The News-Press will still have a print edition, available for sale at newsstands, stores and hotels, and through the U.S. mail.

“Unfortunately labor shortages, higher gas prices, and other current economic challenges have necessitated this change,” the letter to subscribers said.

The News-Press is one of the oldest newspapers in California and one of the longest-running businesses of any kind in the tri-county region. Its origins can be found in the Santa Barbara Post, which began printing in May of 1868. The paper became the News-Press in 1932 under the ownership of Thomas M. Storke.

Its current owner, Wendy McCaw, bought the paper in 2000 from the New York Times Company. Her tenure has been a rocky one, including a mass resignation of top editors in 2006 and a series of battles with unionizing staffers that stretched on for years afterward.

The News-Press was the last daily newspaper in the tri-county region to deliver print editions seven days a week. In 2019, the McClatchy-owned San Luis Obispo Tribune dropped its Saturday print edition, and earlier this year, the Gannett-owned Ventura County Star did the same.
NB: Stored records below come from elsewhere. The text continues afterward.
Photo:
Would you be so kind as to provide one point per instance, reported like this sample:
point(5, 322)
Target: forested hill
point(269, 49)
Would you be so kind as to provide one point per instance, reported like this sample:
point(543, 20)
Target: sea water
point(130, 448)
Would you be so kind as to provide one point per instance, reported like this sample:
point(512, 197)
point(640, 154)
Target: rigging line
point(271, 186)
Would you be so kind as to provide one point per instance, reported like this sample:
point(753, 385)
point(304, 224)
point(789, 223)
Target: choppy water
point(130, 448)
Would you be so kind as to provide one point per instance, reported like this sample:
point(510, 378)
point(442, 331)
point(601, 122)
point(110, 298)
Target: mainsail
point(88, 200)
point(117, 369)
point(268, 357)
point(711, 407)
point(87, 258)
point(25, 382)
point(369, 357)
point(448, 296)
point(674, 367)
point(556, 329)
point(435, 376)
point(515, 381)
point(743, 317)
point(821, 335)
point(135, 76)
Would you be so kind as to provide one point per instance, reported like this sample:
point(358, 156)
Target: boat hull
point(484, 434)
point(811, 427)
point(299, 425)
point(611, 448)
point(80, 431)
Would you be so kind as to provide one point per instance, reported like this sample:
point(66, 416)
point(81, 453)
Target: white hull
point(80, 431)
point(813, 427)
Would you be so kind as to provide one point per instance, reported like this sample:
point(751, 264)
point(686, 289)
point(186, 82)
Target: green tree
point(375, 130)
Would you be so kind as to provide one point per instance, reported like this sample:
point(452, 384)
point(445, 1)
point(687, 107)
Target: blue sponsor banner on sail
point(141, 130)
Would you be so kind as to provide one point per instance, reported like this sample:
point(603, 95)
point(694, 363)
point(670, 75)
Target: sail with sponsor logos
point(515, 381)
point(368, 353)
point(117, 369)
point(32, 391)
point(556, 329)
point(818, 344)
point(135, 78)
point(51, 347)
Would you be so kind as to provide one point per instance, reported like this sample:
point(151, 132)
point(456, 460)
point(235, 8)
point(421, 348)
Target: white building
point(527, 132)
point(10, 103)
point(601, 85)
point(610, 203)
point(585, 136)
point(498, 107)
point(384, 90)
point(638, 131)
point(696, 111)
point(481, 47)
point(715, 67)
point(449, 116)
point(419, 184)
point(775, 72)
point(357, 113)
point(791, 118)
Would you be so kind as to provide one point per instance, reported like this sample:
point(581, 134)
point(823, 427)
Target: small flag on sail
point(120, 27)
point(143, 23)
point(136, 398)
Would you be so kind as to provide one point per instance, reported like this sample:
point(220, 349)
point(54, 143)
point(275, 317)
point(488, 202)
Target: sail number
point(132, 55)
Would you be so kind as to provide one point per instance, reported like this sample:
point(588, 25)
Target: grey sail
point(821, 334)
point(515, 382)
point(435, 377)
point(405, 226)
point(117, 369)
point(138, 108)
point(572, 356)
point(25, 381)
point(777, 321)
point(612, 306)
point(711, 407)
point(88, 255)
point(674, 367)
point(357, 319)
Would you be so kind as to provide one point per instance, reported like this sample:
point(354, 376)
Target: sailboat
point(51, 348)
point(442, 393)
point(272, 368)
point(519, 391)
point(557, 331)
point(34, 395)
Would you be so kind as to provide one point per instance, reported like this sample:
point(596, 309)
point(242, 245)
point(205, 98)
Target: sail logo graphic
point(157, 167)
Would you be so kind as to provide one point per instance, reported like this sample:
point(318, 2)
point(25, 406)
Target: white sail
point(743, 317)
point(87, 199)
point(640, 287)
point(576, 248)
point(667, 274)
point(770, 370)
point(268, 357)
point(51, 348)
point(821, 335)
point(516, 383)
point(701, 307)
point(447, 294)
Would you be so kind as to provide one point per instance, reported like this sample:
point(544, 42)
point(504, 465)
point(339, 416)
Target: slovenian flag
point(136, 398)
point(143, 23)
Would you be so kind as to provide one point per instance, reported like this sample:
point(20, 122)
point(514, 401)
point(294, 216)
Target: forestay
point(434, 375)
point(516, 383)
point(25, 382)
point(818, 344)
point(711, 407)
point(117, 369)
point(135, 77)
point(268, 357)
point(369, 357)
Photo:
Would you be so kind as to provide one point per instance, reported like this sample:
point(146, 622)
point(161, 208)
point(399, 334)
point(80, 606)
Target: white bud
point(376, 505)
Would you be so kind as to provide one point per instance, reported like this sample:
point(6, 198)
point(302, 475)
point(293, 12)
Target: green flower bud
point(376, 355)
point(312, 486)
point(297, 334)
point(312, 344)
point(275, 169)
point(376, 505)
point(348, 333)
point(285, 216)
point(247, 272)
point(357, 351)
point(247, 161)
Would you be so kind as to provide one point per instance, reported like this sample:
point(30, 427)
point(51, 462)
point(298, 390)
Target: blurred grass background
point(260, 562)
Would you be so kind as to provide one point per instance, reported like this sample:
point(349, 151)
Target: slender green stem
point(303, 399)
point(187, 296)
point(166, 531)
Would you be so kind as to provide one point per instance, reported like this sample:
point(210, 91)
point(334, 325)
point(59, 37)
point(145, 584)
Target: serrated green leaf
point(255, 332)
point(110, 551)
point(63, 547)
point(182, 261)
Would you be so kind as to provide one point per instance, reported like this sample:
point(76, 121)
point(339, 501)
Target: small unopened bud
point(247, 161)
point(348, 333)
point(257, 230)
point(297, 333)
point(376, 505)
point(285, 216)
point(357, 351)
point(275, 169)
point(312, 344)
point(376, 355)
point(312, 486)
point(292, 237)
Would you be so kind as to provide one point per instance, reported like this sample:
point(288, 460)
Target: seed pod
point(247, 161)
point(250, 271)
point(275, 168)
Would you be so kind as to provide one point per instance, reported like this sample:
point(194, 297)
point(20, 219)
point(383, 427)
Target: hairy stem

Without home delivery, News-Press subscribers can read online, and will have the difference between a print and online subscription refunded, the paper’s letter to subscribers said. The News-Press is also offering coupons to subscribers so they can pick up the paper at retail locations.

And there is the mail option, though mail delivery would come later in the day than traditional morning newspaper delivery.

“Copies of the [paper] will continue to be delivered to subscribers’ homes through same-day mail delivery,” News-Press Managing Editor Dave Mason said.